TRIBUNJATENG.COM, SEMARANG – Darso (43) pria asal Purwosari, Mijen, Kota Semarang yang meninggal dunia diduga akibat dihajar oleh enam polisi sempat membuat pengakuan kepada adiknya.
Pengakuan tersebut yakni Darson tidak terima dipukuli oleh polisi lantaran adanya kejadian kecelakaan lalu lintas.
“Darso bilang ke saya dipukuli di bagian dada oleh enam orang polisi asal Yogyakarta, dia dipukuli karena kasus kecelakaan lalu lintas di sana (Yogyakarta),” kata Tocahyo (34) adik kandung Darso saat ditemui di Purwosari, Mijen, Sabtu (11/1/2025).
Darso yang merupakan seorang sopir rental ini dijemput di rumahnya oleh enam polisi pada Sabtu, 21 September 2024.
Dia dijemput paksa akibat kejadian lalu lintas pada Juli 2024 silam.
Selepas kejadian itu, Darso sempat meminjam uang kepada Tocahyo untuk pergi ke Jakarta.
Selang dua bulan, Darso kembali ke rumahnya di Purwosari Mijen sekitar pertengahan September 2024.
“Baru di rumah seminggu, saya lalu dapat kabar kalau Darso masuk rumah sakit, ” terangnya.
Selang sembilan hari kemudian atau pada 29 September 2024, Darso menghembuskan nafas terakhirnya.

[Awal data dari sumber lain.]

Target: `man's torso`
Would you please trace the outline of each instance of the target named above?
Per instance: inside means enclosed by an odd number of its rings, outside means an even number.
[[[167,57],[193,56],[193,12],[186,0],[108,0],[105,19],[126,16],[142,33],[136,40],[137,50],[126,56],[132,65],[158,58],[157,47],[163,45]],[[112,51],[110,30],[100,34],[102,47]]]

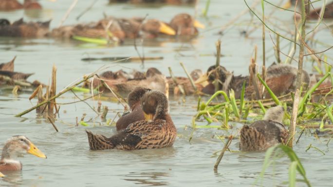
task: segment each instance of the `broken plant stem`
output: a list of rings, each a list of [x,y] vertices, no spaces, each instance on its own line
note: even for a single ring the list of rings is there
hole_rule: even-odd
[[[225,144],[224,144],[224,147],[223,148],[223,149],[222,150],[222,152],[221,152],[221,153],[220,154],[220,155],[219,156],[219,157],[217,159],[217,160],[216,160],[216,162],[215,163],[215,165],[214,165],[214,170],[215,171],[217,171],[217,169],[218,167],[219,167],[219,164],[220,164],[220,162],[221,162],[221,160],[222,159],[222,157],[223,157],[223,155],[224,154],[224,152],[225,152],[225,151],[228,149],[228,147],[230,145],[231,143],[231,141],[232,141],[232,137],[233,136],[232,135],[230,135],[229,136],[229,138],[228,138],[228,141],[225,143]]]
[[[181,66],[182,66],[182,68],[183,68],[184,69],[184,71],[185,71],[186,75],[189,79],[190,82],[191,82],[191,85],[192,85],[192,87],[193,87],[193,89],[194,89],[194,90],[196,91],[198,90],[198,89],[197,88],[197,86],[195,85],[195,84],[194,84],[194,81],[193,81],[193,80],[192,79],[192,77],[191,77],[189,74],[188,74],[188,72],[187,72],[187,70],[186,69],[186,68],[185,68],[184,64],[183,64],[183,62],[180,62],[179,64],[180,64]]]
[[[83,79],[82,81],[80,81],[75,83],[75,84],[73,85],[72,86],[67,87],[66,89],[63,89],[62,91],[60,91],[60,92],[59,92],[55,96],[53,96],[50,98],[48,98],[47,99],[45,100],[43,102],[41,102],[37,104],[36,106],[32,107],[31,107],[31,108],[30,108],[27,110],[26,110],[21,112],[20,113],[17,114],[16,115],[15,115],[15,117],[20,117],[21,116],[24,115],[24,114],[26,114],[27,113],[28,113],[31,112],[32,111],[33,111],[34,109],[38,108],[38,107],[42,106],[42,105],[44,105],[44,104],[50,102],[51,101],[52,101],[52,100],[54,100],[55,99],[58,97],[59,96],[60,96],[61,95],[64,94],[65,93],[68,92],[68,91],[71,90],[74,87],[80,84],[81,83],[82,83],[84,81],[86,81],[87,80],[93,77],[94,75],[94,74],[91,74],[89,76],[87,76],[87,77],[86,77],[85,79]]]
[[[304,41],[305,41],[305,22],[306,17],[305,15],[305,5],[304,0],[301,0],[301,5],[302,8],[302,22],[301,31],[301,39],[299,47],[299,55],[298,57],[298,67],[297,69],[297,77],[296,78],[296,91],[295,92],[295,99],[293,104],[293,113],[290,120],[290,126],[289,127],[289,141],[288,143],[288,146],[293,147],[294,142],[294,135],[295,134],[296,121],[297,116],[298,113],[298,104],[300,93],[301,84],[302,83],[302,74],[303,73],[303,59],[304,54]]]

Namun, sebelum meninggal dunia, Darso sempat memberikan keterangan kepada keluarganya bahwa telah dianiaya polisi. Keterangan Darso juga sempat direkam keluarga lewat video.
“Di rumah sebelum meninggal dunia, dia bilang ke saya kalau ingin menuntut oknum itu. Karena merasa tersakiti, dianiaya polisi,” paparnya.
Tocahyo menyebut, tidak mengetahui persis soal kecelakaan lalu lintas yang dialami kakak kandungnya di Yogyakarta. Detail kecelakaan mobil ini juga masih ditelusuri oleh keluarga.
“Pas datang ke rumah saya cuma bilang habis kecelakaan di Yogyakarta tapi tidak cerita detil. Yang ditabrak siapa, orang mana, tidak cerita,” katanya.
Korban juga sempat ceritanya ke Yogyakarta bersama dua orang pria berinisial F dan T. Pria berinisial T adalah seorang kepala desa di Boja Kendal dan memiliki istri polisi.
“Saya juga tidak sempat tanya kenapa dua orang itu tidak membantu Darso,” terangnya.
Keluarga dari awal ingin mengusut kasus ini tetapi ada seorang anggota Lembaga Swadaya Masyarakat (LSM) berinisial DN menjanjikan akan membantu melakukan mediasi dengan para polisi tersebut. Namun, mediasi tak jelas juntrungannya sehingga keluarga memilih mengurus kasus itu sendiri.
“Karena terlalu lama, berlarut-larut saya takut nanti kasusnya hilang. Makanya saya ambil alih,” ujarnya.
Pihaknya menolak keluarga menolak damai. “Kami maunya keadilan, sesuai amanat almarhum,” jelasnya.
Kuasa hukum keluarga korban, Antoni Yudha Timor mengatakan, telah melaporkan dugaan tindak pidana penganiayaan yang mengakibatkan kematian yang sebagaimana diatur dalam pasal 351 ayat 3 KUHP junto pasal 170 yang diduga dilakukan oleh oknum dari Satlantas Polresta Yogyakarta di SPKT Polda Jateng pada Jumat (10/1/2025) malam.
Terlapor yakni anggota Satlantas Polresta Yogyakarta berinisial I.
Dalam pelaporan tersebut, mereka sudah membawa sejumlah bukti seperti hasil rontgen gesernya ring jantung korban, foto dan video serta bukti-bukti lainnya.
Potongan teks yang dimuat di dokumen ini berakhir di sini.